A Georgia school district is letting coaches use the football program to promote religion to the students, so the American Humanist Association very properly told the district that’s a violation of the Establishment clause. Result? Accusations that the American Humanist Association is bullying the students. Oh yeah? What about the coaches?
Acting on behalf of an unnamed Hall County citizen, the AHA accused the county of violating the First Amendment by allowing Gainesville’s Chestatee High School football coaches to organize team prayers and promote biblical messages on team documents and pre-game banners.
“At times, the head coach has led the prayers, which is an egregious violation of the Establishment Clause,” the AHA alleged in a letter to school officials Tuesday. “This involvement in prayer as a ‘participant, an organizer, and a leader’ would unquestionably ‘lead a reasonable observer to conclude that he was endorsing religion.’”

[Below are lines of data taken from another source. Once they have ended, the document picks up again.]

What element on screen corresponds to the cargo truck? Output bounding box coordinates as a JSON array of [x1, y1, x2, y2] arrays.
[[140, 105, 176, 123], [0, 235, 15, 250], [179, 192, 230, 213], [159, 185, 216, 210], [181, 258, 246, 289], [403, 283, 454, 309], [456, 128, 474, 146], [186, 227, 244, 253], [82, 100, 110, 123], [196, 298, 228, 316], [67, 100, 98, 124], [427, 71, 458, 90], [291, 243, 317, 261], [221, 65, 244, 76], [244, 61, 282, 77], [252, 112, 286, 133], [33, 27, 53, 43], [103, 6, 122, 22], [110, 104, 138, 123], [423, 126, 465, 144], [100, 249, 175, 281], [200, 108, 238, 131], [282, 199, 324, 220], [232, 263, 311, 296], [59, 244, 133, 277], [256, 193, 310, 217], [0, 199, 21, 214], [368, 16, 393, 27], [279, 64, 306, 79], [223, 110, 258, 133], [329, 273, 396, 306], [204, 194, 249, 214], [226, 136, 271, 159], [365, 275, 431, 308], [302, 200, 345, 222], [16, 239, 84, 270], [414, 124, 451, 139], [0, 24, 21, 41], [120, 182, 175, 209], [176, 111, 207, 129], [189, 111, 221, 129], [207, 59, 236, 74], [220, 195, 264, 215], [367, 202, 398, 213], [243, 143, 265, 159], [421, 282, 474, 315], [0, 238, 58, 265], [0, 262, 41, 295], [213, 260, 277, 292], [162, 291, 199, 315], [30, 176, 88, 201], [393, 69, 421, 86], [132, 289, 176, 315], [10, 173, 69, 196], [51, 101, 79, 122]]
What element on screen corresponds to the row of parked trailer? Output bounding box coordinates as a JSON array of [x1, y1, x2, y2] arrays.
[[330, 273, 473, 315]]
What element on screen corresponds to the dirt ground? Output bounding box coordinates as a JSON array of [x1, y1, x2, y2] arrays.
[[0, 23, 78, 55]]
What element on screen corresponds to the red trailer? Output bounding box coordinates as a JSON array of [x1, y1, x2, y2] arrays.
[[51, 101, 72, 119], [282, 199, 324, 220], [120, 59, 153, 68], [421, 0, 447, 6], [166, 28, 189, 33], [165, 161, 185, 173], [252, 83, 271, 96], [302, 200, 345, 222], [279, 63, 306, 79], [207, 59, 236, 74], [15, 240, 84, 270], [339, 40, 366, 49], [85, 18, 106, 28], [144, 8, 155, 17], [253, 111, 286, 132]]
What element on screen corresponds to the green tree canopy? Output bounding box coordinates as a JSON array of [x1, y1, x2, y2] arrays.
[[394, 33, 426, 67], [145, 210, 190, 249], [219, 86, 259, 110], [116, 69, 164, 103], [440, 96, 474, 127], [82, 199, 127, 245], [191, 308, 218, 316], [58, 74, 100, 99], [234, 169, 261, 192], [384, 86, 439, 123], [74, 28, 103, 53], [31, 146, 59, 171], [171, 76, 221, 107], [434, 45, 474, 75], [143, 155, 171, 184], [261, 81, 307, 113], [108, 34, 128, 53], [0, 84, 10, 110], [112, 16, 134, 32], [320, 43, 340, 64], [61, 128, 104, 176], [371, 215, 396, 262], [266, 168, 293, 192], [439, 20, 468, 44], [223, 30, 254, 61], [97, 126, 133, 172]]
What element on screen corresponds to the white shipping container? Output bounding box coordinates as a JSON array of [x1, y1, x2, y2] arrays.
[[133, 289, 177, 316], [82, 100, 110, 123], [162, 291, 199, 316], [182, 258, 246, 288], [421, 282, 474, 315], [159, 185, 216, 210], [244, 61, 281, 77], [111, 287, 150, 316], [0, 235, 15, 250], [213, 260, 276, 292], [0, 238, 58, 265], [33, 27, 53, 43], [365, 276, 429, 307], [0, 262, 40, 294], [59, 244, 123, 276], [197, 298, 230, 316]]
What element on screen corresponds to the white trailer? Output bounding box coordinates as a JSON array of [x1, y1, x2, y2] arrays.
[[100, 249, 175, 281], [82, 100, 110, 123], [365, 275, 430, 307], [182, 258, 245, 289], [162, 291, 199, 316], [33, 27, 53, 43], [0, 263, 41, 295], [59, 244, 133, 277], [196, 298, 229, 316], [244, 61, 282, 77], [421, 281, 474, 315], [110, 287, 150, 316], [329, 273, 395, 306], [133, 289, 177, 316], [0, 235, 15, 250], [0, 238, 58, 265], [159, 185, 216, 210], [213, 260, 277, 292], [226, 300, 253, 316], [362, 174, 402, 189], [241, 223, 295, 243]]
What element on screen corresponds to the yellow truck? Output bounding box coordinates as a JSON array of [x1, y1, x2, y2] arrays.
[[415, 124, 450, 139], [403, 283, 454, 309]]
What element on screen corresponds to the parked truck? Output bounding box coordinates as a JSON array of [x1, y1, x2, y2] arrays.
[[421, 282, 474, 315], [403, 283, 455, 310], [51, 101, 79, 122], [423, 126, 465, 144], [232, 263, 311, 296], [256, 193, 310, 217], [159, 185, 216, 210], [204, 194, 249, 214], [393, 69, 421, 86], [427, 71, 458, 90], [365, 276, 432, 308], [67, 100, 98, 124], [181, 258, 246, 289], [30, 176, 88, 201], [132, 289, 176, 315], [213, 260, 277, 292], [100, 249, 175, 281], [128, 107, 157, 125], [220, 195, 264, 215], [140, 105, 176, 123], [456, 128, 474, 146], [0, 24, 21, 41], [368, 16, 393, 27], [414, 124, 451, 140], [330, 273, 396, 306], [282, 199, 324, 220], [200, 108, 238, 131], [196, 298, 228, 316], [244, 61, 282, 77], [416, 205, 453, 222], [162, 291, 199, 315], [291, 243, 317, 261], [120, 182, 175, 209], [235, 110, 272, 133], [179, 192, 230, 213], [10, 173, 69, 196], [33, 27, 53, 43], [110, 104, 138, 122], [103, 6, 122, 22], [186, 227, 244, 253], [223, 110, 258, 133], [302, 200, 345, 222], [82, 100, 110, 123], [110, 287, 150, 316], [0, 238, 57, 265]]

In response to the complaint, hundreds of Gainesville community members gathered in the middle of the CHS football field for an impromptu prayer rally on Wednesday and Thursday.
[Rep. Doug Collins (R-Ga.)], a chaplain in the U.S. Air Force Reserve and a former Baptist pastor, defended the school’s religious practices in a statement Wednesday, accusing the AHA of bullying students.
It’s the coaches and the district who are bullying. They’re the ones with the power in this situation.
“The liberal atheist interest groups trying to bully Chestatee High School kids say they have a reason to believe that expressions of religious freedom are ‘not an isolated event’ in Northeast Georgia,” Collins said. “They’re right. In Hall County and throughout Georgia’s 9th district, we understand and respect the Constitution and cherish our right to worship in our own way.”
Oh but that’s just what they’re not doing. Of course they have the right to worship in their own way; what they don’t have is the right to impose that on all students in their control in school hours on school property.
AHA legal director David Niose criticized Collins for “name-calling” and accused the conservative lawmaker of “grandstanding” in a statement to The Huffington Post Friday.
“Collins apparently doesn’t need to investigate facts or consider the legitimacy of complaints from religious minorities — he just dismisses them,” Niose said. “Obviously, he is pandering to the worst emotions and fears of his constituents. True leadership would step up and show genuine concern for everyone, including religious minorities.”
Since the AHA filed its complaint on Tuesday, the group has “received numerous communications” from other residents expressing concern over “the religious domination of the culture” in Hall County schools, according to Niose.
See? That’s the bullying.
Tessa says
Interesting that “our way” always seems to mean “demanding everybody around us do it our way, too.” They can’t seem to fathom that not everybody around them shares their beliefs. Or they do fathom it but think they should shut up.
Of course they aren’t actually concerned for religious minorities.
Pierce R. Butler says
Minus one point for AHA & Niose for that “no true leadership” fallacy.
Ed says
That is one of the most annoying attitudes of some religious people. The assumption that there is some general consensus (at least among people who seem “normal” to them) about correct religious belief.
They come up and talk to someone they hardly know anything about as if that person was definately a member of their religion or at least a very similar one. I don’t even mind people talking to me about their beliefs if they bother to know where I’m coming from instead of just assuming.